A review by rebeccacider
Mythago Wood by Robert Holdstock

Mixed feelings about this one. The first section is one of the most atmospheric dark fantasies I've had the pleasure of reading. The slow progression of horror, of being simultaneously engulfed by a malevolent wood and by the legacy of a parent, is genuinely haunting.

The rest of the novel was inventive, but exchanges much of the psychological horror for a more linear adventure narrative. There's an interesting character study embedded here - Stephen is Guiwenneth; she is his anima. Likewise, the monsters that populate Ryhope Wood are aspects of a man whose childhood and war experience have left him deeply scarred. But Stephen never fully acknowledges the parallels between the wood's landscape and his internal landscape; till the end he views the mythagos as creatures to conquer or possess rather than externalized aspects of his psyche. If his lack of self-awareness was meant to be an indictment of the character, it was too subtle to register with this reader.
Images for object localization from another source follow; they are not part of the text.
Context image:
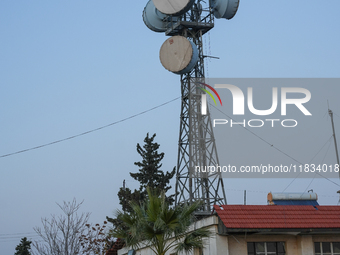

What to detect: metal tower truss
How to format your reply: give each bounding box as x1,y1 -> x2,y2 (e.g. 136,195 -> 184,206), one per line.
173,1 -> 227,213
165,2 -> 214,37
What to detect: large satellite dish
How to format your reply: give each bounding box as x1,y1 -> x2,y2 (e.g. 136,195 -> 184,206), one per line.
143,0 -> 168,32
211,0 -> 240,19
159,35 -> 198,75
152,0 -> 195,16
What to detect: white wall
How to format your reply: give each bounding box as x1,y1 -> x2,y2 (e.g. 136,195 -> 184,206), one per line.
118,215 -> 340,255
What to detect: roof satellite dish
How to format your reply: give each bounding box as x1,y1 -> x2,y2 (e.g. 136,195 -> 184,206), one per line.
159,35 -> 198,75
211,0 -> 240,19
152,0 -> 195,16
143,0 -> 167,32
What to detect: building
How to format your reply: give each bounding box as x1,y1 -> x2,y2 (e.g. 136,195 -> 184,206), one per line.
214,204 -> 340,255
118,203 -> 340,255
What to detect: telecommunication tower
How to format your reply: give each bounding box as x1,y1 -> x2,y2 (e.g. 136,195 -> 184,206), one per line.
143,0 -> 240,213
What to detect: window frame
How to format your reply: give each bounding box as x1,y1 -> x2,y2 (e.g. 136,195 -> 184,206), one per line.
247,241 -> 286,255
314,242 -> 340,255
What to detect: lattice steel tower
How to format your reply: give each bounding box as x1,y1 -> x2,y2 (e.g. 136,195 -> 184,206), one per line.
143,0 -> 239,213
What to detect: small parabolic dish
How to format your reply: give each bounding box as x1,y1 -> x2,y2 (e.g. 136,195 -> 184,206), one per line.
159,36 -> 199,75
143,0 -> 168,32
211,0 -> 240,19
152,0 -> 195,16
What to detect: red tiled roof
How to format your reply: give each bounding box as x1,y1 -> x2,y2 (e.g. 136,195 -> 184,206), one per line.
213,205 -> 340,229
106,238 -> 124,255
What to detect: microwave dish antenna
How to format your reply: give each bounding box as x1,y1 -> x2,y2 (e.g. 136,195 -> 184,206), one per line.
143,0 -> 168,32
159,36 -> 199,75
211,0 -> 240,19
152,0 -> 195,16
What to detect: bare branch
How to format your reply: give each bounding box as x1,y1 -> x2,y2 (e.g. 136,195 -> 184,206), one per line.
32,198 -> 90,255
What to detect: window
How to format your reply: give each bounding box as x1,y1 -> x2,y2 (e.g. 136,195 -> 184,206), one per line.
247,242 -> 285,255
315,242 -> 340,255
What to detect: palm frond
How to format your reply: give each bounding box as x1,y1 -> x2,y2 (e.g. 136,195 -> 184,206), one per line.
110,187 -> 211,255
175,228 -> 212,254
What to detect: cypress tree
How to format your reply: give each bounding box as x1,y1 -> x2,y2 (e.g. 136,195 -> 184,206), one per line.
130,133 -> 175,202
14,237 -> 31,255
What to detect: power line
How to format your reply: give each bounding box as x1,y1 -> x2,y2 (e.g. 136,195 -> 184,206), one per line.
0,234 -> 41,240
301,137 -> 334,194
210,104 -> 303,164
282,135 -> 333,192
211,104 -> 303,163
210,104 -> 340,189
0,232 -> 36,236
0,97 -> 180,159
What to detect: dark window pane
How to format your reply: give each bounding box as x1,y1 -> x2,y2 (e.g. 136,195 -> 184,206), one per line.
267,242 -> 277,253
334,242 -> 340,253
255,242 -> 265,253
322,242 -> 331,253
314,242 -> 321,253
277,242 -> 285,253
248,242 -> 255,255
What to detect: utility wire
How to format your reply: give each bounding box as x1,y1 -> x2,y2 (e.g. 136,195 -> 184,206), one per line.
210,104 -> 302,164
0,97 -> 180,159
0,232 -> 36,236
302,138 -> 333,194
0,234 -> 41,239
210,103 -> 340,189
282,135 -> 333,192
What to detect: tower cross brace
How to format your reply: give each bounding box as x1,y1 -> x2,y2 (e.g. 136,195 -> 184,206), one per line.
171,2 -> 227,213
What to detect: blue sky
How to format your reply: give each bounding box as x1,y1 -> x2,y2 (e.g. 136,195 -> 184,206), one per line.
1,0 -> 340,254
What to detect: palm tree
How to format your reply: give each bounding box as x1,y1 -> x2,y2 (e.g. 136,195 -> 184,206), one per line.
111,188 -> 210,255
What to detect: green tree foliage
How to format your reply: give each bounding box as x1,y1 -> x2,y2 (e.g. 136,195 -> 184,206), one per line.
111,188 -> 210,255
130,133 -> 175,200
117,187 -> 142,214
14,237 -> 32,255
108,133 -> 175,222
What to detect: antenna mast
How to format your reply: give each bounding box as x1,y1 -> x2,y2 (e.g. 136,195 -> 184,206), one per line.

Nevertheless, Ryhope Wood was quite a setting. I don't think I've read another work that fully captured the experience of stumbling upon a ruin in the woods and feeling as if you've been transported into the past, or into a dream. The Celtic and pre-Celtic elements are robust, although the fixation with "folklore as historical record" felt dated, and the whole "racial memory" thing is cringeworthy, if on brand for a 1940s setting.

On the whole an imperfect novel, but certainly succeeds as a work of imagination.